Os sindicatos e cooperativas pedem que o policiamento seja reforçado na região da ponte.

Segundo a categoria, nos últimos dias, foram registrados pelo menos seis assaltos a taxistas e carros de turismo na fila da BR-277, em direção ao Paraguai

Taxistas de Foz do Iguaçu, no oeste do Paraná, têm pedido mais segurança dos órgãos responsáveis, principalmente, durante as travessias na Ponte Internacional da Amizade, em direção a Cidade do Leste, no Paraguai.

Conforme o Sindicato dos Taxistas de Foz do Iguaçu, de uma semana para cá, pelo menos seis assaltos a taxistas e a carros de turismo foram registrados na fila que se forma em determinados momentos na BR-277.

A Neide Alves é taxista há nove anos e foi uma dessas vítimas. Ela está traumatizada com o que aconteceu.

Os suspeitos também assaltam os passageiros. No caso da Neide, os criminosos levaram o celular dela e todo o dinheiro das duas passageiras, cerca R$ 1,5 mil reais.

Foz do Iguaçu tem cerca de 1,5 mil profissionais que trabalham com carros de turismo e táxis.

Os sindicatos e cooperativas que representam as duas classes protocolaram um ofício nos órgãos de segurança pública e na secretaria de turismo.

Eles pedem que o policiamento seja reforçado na região da ponte. Que seja feito um trabalho conjunto, como era antes da pandemia do novo coronavírus.

“Ficou determinado que a fiscalização iria trabalhar da seguinte forma, em cooperação entre a PRF, fiscalizando a BR-277, em uma das margens a PM, e na margem esquerda a GM. Isso foi feito e durante esse período houve a tranquilidade. Mas esses acordos foram deixados de lado.
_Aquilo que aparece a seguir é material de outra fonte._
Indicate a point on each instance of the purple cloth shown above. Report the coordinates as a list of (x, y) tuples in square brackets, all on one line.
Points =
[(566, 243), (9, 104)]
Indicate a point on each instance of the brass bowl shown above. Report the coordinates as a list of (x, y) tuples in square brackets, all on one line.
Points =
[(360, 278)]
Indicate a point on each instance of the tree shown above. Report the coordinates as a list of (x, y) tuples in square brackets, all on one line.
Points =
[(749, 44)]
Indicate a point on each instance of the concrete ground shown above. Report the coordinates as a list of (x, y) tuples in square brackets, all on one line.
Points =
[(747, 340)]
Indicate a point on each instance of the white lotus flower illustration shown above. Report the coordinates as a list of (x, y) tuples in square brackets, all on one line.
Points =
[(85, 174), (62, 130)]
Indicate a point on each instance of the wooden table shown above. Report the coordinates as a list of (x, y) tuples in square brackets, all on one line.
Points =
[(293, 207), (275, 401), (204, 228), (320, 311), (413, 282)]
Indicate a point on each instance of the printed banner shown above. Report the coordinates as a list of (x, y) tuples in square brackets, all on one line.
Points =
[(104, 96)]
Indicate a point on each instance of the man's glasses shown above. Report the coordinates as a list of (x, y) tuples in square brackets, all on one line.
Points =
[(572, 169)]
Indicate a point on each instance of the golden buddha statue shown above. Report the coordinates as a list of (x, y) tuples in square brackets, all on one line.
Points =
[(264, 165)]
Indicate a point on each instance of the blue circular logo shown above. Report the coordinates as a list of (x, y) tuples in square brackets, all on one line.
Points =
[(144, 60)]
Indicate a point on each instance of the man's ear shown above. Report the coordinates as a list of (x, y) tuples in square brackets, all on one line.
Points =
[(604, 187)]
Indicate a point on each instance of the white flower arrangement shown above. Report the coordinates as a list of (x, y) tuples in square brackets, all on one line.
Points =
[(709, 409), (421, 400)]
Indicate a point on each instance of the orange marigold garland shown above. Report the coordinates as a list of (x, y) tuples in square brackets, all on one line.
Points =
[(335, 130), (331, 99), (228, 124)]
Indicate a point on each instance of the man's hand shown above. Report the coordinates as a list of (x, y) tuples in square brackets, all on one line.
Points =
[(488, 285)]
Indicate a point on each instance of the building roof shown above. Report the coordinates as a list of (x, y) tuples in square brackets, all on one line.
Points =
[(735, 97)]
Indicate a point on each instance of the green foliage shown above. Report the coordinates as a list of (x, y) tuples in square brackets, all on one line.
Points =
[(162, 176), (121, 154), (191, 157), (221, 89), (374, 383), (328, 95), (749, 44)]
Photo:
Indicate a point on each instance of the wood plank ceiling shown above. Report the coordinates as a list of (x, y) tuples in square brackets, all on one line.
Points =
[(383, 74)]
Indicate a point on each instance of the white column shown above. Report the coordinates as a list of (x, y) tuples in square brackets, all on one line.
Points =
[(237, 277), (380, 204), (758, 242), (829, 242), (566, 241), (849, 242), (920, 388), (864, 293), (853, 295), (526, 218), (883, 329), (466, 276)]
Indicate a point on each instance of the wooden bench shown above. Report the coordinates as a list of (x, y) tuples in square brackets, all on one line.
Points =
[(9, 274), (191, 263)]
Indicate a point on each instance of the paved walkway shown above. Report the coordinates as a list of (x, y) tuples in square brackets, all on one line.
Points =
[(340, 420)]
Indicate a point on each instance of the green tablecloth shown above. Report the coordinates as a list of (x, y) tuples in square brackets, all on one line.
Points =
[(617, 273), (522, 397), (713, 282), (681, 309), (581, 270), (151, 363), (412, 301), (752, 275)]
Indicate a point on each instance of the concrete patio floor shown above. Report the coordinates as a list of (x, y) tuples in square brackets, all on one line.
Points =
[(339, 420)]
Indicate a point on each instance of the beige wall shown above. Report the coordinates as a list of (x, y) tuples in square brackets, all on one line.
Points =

Muda-se o comando e aí esses acordos precisam ser revistos.”

Outra vítima dos assaltantes foi a Leidi, que ficou com um hematoma no braço da coronhada que levou durante o roubo no mesmo trecho.

Além do prejuízo, as vitimas precisam lidar com o trauma após o crime.

A Polícia Rodoviária Federal (PRF) informou que tem atuado continuamente com relação a segurança no trecho, próximo da Ponte da Amizade, tanto no levantamento de inteligência, quanto no policiamento ostensivo.

Segundo a PRF, a dificuldade que se apresenta na região é porque não há homogeneidade em relação às quadrilhas.

De acordo com a Polícia Militar (PM), a segurança no local é de responsabilidade da Guarda Municipal (GM) e da PRF.

Segundo o secretário municipal de Segurança Pública, Reginaldo da Silva, responsável também pela GM, a zona primária da ponte e o prolongamento da BR-277 são áreas de circunscrição da PRF.

Sobre as ruas paralelas à ponte, na região do Jardim Jupira ou da Vila Portes, a secretaria de segurança pública e a GM dão apoio às ações para evitar furtos e roubos quando há formação de filas na BR-277, segundo o secretário.

Diante da demanda apresentada, a secretaria informou que fará contato com as forças de segurança para que sejam programadas operações em conjunto, para dar suporte às polícias e garantir sensação de segurança para os que precisam transitar pelo local.